Monday, July 13, 2009

pro-life vs. gender-bending: will the real "avant-garde" please stand up?

From an essay by Micah Mattix-- about two events that occurred within a week of each other at UNC where he is a lecturer in English-- as it appeared in Touchstone...

Mattix overstates his case a bit, given the recent gains on the abortion issue-- especially among the young-- a near no-brainer given the related science. But, he's correct in pressing this comparison to great effect!

The first event was a new play put on by the local performing arts group. The play, which was based on Tennessee Williams’s A Streetcar Named Desire (1951), was billed as a “gender-bending” play that would push the limits of experimental drama in its exploration of human sexuality....a story in the student newspaper...was careful to note that students were not...shocked by the play’s content...

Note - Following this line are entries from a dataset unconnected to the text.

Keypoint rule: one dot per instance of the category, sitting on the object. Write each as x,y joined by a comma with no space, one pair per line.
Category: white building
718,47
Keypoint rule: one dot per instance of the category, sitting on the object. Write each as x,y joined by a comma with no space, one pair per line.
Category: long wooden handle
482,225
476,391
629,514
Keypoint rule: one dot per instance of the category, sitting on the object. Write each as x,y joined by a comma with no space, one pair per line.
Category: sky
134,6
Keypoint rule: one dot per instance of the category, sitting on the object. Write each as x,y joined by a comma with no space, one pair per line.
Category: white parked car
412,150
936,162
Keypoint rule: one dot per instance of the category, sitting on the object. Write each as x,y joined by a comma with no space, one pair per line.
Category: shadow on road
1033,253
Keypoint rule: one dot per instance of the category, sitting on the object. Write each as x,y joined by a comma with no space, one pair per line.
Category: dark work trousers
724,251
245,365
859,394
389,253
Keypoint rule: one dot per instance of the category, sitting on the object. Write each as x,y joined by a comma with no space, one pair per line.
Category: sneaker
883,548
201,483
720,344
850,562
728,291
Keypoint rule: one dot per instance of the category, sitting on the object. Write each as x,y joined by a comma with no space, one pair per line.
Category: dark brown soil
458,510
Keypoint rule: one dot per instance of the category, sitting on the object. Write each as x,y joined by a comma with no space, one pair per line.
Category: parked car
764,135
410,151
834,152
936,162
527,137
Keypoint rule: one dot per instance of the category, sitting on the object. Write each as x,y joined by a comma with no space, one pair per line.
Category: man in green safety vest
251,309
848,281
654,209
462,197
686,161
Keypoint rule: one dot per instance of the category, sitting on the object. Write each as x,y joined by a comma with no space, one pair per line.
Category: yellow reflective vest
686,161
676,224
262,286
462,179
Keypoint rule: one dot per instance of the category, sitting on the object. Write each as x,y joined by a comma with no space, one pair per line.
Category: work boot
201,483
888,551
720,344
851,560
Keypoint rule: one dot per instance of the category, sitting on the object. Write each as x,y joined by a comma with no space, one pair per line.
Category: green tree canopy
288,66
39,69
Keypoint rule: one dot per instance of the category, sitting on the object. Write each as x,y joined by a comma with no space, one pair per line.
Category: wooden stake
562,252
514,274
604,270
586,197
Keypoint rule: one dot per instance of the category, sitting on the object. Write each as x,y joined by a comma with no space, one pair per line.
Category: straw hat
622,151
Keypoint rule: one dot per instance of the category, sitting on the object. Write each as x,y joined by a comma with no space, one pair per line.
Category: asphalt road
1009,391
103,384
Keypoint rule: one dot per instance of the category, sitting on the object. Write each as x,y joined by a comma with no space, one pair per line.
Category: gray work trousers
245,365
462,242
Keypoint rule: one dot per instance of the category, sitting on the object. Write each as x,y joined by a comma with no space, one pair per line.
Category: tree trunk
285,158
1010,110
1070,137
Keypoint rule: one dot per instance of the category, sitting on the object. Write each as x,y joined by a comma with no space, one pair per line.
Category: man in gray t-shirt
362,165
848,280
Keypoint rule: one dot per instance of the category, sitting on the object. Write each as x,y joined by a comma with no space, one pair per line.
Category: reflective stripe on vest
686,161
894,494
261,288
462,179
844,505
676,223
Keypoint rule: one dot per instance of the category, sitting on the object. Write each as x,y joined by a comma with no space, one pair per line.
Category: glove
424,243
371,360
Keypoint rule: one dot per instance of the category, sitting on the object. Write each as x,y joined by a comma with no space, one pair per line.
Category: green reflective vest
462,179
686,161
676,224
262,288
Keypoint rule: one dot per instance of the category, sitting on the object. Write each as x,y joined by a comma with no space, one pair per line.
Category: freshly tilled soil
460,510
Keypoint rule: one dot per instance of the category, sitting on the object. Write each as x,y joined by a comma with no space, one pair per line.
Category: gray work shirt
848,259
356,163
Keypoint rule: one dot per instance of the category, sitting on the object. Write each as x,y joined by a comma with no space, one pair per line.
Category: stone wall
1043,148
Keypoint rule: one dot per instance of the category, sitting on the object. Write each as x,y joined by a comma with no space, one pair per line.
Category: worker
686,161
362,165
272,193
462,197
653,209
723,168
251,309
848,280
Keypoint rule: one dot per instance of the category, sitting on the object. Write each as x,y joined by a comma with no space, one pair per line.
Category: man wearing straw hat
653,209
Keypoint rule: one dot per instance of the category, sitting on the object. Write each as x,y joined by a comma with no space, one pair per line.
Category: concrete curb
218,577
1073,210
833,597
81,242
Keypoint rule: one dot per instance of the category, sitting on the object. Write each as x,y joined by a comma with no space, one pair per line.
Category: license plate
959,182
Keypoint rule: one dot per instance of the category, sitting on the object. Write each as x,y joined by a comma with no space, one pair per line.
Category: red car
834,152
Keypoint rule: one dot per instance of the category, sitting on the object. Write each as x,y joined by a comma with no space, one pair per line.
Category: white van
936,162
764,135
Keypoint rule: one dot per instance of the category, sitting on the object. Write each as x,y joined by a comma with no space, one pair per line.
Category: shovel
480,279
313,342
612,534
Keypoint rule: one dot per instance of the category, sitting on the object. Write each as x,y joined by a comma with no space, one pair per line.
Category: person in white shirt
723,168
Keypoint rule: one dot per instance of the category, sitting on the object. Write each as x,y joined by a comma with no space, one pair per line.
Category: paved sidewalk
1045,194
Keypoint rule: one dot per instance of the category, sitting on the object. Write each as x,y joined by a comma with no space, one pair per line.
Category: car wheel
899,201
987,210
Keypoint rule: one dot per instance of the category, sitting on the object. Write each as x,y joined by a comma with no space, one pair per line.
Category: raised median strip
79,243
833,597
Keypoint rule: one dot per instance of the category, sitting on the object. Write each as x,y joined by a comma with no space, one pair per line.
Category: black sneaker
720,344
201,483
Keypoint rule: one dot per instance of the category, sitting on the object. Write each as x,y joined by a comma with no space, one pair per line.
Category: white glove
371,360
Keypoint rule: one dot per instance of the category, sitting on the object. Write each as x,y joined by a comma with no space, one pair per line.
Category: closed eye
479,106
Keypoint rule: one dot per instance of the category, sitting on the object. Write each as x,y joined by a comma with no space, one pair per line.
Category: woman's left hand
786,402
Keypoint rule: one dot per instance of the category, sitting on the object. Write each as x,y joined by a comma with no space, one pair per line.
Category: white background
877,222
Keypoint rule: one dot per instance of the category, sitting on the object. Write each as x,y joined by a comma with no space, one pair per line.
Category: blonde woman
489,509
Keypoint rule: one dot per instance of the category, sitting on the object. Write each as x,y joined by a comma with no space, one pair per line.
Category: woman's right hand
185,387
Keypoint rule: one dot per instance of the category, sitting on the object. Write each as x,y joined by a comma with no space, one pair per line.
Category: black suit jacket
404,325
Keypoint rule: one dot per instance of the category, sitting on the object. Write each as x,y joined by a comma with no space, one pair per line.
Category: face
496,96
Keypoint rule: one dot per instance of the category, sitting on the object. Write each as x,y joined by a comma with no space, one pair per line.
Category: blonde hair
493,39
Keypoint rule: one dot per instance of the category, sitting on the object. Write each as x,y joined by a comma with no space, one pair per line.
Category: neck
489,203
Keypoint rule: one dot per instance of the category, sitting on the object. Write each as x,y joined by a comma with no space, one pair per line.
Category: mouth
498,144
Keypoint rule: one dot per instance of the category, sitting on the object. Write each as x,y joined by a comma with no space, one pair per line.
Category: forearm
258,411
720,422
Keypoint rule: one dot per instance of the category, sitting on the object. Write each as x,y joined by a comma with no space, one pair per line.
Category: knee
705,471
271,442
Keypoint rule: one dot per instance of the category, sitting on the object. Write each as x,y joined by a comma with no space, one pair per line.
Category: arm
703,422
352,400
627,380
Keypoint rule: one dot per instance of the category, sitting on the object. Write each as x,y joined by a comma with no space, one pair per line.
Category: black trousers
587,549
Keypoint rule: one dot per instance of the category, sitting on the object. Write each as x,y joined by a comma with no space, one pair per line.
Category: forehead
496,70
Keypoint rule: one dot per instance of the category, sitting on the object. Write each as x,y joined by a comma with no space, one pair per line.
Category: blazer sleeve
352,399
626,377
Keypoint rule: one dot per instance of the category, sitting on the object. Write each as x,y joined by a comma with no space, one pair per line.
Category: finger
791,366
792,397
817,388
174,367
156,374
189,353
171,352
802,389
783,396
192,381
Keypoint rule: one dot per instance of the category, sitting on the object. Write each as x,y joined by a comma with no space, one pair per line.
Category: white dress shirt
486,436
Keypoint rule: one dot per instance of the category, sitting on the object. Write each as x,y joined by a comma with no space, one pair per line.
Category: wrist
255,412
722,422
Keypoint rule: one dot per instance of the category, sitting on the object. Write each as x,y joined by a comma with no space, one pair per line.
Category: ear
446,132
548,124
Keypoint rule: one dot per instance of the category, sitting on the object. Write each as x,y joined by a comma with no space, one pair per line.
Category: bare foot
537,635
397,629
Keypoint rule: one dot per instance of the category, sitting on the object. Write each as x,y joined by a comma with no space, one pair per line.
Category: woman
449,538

The executive director of the theater himself was not worried that the play would somehow be too shocking. “One of the great hallmarks of our audience,” he claimed, “is that they are risk-takers.”

That appetite for risk, however, disappeared two days later. The Carolina Students for Life erected several large Justice for All placards on campus, which contained pictures of unborn children being aborted. In striking contrast to how the play was received, the response generated by this display was overwhelmingly negative.

Unaware of any inherent contradiction in their reactions, many pro-choice students complained in the student newspaper...

In theory, at least, one of the goals of the avant-garde has been to attack the tastes and moral sensibilities of the bourgeois. It has thus presented works containing subject matter that was indeed considered shocking at the time...

The avant-garde theater at Chapel Hill, however, no longer attacks the sensibilities of the students, but rather provides them with the sort of work they want to see in the first place—work that does not challenge their moral paradigm, but confirms it...What is really avant-garde today, in the original, combative sense of the term, is to stand for life, for beauty, and for truth. Nothing shocks us more.